The next day, a doctor came in to review all my findings and prepare me for discharge. All of the tests came up negative for any damage to my heart or my brain. Once again, I put my clown nose on while the doctor was talking to me. It really helped to break the tension. In short, the doctor told me that there was no “smoking gun” to explain why I experienced the symptoms I had that morning. He also told me that just because there was no smoking gun did not mean that a bullet didn’t come flying through my house that morning. That actually made me feel better. It assured me that what happened that morning was real and no one (including myself) was over-reacting to what happened. Actually, my wife and daughter probably prevented a much worse situation by reacting so quickly.
I left the hospital on that day.The doctor gave me orders to wait a week before returning to work. Physical issues aside, I was relieved to have that time to try and process what happened to me. As it turns out, there were other things that required adjustment. My diagnosis – I had a TIA. That stands for transient ischemic attack. In short, I had a brief, mild intermittent stroke. Those were two words right there that would pop into my head every single day: TIA and stroke. When I had my first follow up at the stroke clinic (there’s that word again), the doctor threw another one at me. He said I had a “left hemispheric event”. George Carlin was right. The more syllables you use, the less serious it seems.

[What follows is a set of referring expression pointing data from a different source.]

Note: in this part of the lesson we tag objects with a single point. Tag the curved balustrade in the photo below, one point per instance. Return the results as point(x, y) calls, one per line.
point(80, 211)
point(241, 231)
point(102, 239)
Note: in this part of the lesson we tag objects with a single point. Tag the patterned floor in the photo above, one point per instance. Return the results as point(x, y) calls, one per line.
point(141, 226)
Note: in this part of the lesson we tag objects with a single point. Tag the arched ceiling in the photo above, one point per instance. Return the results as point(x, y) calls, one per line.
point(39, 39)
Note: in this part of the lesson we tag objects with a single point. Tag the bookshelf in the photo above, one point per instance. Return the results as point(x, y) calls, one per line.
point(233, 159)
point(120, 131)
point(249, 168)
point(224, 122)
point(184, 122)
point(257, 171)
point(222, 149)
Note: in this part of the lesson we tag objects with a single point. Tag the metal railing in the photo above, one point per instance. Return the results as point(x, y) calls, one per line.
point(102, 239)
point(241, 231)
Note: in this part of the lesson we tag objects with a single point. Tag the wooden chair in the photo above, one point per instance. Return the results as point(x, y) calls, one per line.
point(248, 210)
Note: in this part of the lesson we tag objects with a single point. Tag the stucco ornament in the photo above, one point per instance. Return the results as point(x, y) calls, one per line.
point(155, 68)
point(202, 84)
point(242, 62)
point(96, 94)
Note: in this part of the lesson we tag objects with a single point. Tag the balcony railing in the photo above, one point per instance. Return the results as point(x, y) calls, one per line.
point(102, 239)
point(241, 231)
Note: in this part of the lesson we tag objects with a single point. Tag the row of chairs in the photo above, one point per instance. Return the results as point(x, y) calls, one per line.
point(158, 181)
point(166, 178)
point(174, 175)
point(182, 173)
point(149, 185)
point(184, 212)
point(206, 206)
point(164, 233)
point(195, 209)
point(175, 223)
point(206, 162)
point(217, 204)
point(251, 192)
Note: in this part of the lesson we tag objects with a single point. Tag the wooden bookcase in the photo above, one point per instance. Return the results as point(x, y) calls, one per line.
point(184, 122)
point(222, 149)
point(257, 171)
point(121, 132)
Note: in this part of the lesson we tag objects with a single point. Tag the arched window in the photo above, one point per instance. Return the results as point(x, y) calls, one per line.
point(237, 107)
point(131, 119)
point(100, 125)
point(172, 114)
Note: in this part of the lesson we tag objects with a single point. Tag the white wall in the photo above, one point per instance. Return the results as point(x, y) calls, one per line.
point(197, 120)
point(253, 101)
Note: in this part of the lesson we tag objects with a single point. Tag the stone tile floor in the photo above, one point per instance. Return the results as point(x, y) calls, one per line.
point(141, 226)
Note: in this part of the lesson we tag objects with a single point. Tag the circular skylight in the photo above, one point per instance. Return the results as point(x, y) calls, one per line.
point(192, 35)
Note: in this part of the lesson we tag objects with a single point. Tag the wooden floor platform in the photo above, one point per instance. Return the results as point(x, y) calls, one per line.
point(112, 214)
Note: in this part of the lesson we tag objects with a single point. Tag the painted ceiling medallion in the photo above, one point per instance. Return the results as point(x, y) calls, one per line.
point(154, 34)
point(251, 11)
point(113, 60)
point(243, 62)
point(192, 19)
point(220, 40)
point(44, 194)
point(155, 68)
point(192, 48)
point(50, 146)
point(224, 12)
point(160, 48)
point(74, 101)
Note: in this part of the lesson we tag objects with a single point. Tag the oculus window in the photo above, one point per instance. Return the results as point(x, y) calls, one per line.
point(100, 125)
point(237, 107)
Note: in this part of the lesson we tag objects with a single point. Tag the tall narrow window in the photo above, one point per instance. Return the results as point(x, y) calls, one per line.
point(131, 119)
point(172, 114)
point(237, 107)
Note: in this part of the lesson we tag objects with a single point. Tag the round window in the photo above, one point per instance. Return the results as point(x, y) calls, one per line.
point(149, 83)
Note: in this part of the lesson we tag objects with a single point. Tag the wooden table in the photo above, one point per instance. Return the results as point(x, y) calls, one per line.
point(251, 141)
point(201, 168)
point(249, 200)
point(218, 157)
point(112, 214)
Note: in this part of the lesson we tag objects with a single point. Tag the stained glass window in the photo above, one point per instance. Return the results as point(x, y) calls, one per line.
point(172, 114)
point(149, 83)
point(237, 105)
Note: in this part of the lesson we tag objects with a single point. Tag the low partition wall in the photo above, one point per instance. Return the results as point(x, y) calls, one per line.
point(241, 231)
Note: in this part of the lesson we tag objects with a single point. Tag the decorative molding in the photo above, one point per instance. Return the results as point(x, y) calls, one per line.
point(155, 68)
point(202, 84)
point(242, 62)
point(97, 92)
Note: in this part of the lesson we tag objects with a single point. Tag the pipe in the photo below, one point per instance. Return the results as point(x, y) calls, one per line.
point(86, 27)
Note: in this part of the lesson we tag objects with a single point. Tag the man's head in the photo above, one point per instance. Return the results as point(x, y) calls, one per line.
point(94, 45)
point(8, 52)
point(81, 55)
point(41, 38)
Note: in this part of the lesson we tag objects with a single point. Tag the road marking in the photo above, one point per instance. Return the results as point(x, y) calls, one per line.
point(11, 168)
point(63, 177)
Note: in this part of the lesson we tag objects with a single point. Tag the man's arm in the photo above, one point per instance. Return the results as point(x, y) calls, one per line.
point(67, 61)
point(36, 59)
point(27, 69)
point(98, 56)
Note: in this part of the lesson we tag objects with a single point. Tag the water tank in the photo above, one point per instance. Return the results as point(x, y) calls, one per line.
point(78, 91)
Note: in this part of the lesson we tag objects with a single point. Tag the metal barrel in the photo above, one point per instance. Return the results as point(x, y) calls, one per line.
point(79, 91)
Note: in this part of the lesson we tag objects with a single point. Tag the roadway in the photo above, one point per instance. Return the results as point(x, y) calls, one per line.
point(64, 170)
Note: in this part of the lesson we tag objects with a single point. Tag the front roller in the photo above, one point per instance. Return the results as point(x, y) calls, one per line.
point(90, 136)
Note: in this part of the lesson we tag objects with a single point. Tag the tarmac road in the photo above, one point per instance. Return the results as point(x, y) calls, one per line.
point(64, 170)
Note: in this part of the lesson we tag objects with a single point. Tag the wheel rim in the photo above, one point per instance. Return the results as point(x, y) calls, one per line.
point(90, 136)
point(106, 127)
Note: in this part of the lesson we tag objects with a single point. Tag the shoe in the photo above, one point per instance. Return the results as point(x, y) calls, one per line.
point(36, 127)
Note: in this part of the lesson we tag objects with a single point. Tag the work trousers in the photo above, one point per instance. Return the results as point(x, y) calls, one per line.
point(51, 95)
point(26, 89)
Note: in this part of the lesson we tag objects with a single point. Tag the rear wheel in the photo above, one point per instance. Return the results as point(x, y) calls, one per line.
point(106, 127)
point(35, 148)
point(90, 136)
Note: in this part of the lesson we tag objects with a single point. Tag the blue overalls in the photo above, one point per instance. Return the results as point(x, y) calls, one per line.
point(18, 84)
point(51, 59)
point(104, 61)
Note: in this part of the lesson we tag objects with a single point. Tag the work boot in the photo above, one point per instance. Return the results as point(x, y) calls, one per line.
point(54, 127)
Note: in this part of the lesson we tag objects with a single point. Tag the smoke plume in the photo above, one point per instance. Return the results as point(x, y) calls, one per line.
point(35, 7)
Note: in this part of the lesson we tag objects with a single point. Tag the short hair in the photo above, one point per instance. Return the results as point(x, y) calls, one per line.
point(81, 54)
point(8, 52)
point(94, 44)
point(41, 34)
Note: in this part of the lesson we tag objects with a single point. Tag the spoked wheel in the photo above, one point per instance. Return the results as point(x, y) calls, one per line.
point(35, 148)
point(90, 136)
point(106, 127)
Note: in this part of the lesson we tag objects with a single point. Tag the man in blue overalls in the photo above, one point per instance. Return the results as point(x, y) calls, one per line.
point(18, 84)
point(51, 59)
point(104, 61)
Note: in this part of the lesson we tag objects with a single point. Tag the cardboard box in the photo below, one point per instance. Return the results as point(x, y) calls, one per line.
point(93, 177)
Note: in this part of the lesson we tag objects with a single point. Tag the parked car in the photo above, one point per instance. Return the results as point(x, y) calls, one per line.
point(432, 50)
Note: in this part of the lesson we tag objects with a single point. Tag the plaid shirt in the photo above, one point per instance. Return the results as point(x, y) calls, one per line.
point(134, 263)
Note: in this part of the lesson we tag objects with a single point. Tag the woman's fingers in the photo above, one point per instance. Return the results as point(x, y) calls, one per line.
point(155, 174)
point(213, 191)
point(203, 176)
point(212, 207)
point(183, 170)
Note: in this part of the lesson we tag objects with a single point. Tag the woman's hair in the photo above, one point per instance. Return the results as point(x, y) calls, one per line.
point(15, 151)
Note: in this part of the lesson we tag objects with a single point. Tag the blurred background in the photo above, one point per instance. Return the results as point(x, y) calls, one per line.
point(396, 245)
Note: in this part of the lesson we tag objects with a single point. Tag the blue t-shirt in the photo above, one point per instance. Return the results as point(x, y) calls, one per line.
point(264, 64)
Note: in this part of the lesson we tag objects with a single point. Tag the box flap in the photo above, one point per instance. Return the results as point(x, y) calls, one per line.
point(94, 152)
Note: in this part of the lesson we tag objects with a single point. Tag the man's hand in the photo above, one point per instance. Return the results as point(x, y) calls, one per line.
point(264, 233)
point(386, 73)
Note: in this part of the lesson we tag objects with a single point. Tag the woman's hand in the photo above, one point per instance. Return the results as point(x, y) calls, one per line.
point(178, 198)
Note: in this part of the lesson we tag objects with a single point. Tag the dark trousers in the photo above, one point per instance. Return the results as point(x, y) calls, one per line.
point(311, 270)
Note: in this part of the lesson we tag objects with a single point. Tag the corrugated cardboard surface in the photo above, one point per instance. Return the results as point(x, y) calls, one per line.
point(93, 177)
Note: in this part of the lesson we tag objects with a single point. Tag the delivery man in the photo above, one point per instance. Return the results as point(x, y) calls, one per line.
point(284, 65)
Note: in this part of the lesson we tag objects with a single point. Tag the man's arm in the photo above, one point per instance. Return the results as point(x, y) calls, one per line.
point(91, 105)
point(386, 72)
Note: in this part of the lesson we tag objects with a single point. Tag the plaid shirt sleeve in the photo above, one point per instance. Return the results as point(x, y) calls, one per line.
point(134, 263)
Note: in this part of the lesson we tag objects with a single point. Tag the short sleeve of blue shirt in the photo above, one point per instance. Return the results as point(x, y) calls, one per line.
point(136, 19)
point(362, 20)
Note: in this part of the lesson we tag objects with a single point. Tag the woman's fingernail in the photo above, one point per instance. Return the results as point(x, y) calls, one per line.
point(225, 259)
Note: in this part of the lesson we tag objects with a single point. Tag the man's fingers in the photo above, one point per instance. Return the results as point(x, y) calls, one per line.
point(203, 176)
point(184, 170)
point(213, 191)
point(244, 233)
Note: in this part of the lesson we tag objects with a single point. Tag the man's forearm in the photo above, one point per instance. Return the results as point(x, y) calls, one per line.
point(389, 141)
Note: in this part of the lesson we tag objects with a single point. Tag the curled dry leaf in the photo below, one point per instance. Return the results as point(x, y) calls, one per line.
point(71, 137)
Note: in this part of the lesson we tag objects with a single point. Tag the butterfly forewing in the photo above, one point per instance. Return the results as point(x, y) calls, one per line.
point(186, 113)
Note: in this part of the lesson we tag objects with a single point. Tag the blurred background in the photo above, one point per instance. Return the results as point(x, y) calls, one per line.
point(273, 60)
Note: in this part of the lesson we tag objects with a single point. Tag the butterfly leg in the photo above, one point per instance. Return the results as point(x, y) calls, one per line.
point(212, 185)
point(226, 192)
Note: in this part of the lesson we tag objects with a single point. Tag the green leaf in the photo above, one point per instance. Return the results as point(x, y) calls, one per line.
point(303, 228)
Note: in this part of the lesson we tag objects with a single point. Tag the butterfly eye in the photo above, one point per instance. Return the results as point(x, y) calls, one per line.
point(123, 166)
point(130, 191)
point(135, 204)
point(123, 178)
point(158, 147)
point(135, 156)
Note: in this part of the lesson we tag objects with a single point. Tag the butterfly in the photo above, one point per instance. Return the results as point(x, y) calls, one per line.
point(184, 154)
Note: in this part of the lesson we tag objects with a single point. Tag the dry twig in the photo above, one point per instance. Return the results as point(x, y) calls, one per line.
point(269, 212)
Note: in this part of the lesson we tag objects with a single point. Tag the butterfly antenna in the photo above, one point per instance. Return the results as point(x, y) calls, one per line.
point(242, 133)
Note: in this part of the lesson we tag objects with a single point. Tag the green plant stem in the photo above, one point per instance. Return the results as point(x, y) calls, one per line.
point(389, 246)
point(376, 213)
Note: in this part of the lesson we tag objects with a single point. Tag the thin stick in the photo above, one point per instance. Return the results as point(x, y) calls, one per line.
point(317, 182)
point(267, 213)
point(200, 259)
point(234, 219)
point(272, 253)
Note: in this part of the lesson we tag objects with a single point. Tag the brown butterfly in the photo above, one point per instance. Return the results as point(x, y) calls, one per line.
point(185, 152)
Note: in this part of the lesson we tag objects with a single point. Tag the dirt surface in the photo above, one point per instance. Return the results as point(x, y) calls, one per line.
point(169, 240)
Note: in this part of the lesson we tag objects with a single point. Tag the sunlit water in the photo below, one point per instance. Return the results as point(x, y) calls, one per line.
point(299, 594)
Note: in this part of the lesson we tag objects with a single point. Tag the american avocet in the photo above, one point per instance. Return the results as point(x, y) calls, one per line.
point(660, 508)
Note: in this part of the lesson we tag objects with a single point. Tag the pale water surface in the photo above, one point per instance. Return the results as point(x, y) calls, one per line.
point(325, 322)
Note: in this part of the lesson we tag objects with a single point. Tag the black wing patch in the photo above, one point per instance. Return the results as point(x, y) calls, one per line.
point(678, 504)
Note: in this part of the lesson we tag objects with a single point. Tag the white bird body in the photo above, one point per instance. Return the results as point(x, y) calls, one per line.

The week I spent at home was also an adjustment in other ways. On the third day, I thought I would try to run a personal errand at a nearby store. Somewhere around aisle six, my legs got that rubbery feeling again. I decided not to push my luck and go home. When I got home, my wife and daughter both told me I was not happy for “sneaking out” by myself. They were right. I had snuck out and I was taking a foolish risk.
Over time, I would return to work. I would have follow up visits. I basically assimilated into my normal routine prior to my “left hemispheric event” (that just sounds funny when I say that). My follow up visits show that I am clean as a whistle (minus the need to drop some pounds). I still get the headaches. The doctor said those are quite normal given the experience. I have an implant in my chest that tracks my heart rhythm. I just received a report form my cardiologist that my heart rhythm is normal. I still hear the words TIA and stroke every single day. I have to be OK with that.
Simply put, I have to learn from my history, work to improve my health (lose the weight), and otherwise…just move on. I couldn’t control when it happened before. I can (and will) work to improve my health and reduce my chances of letting it happen again. Still, I can’t obsess over it too much. I will have some days where moving on will be easier than others. Still, moving slow is still moving forward.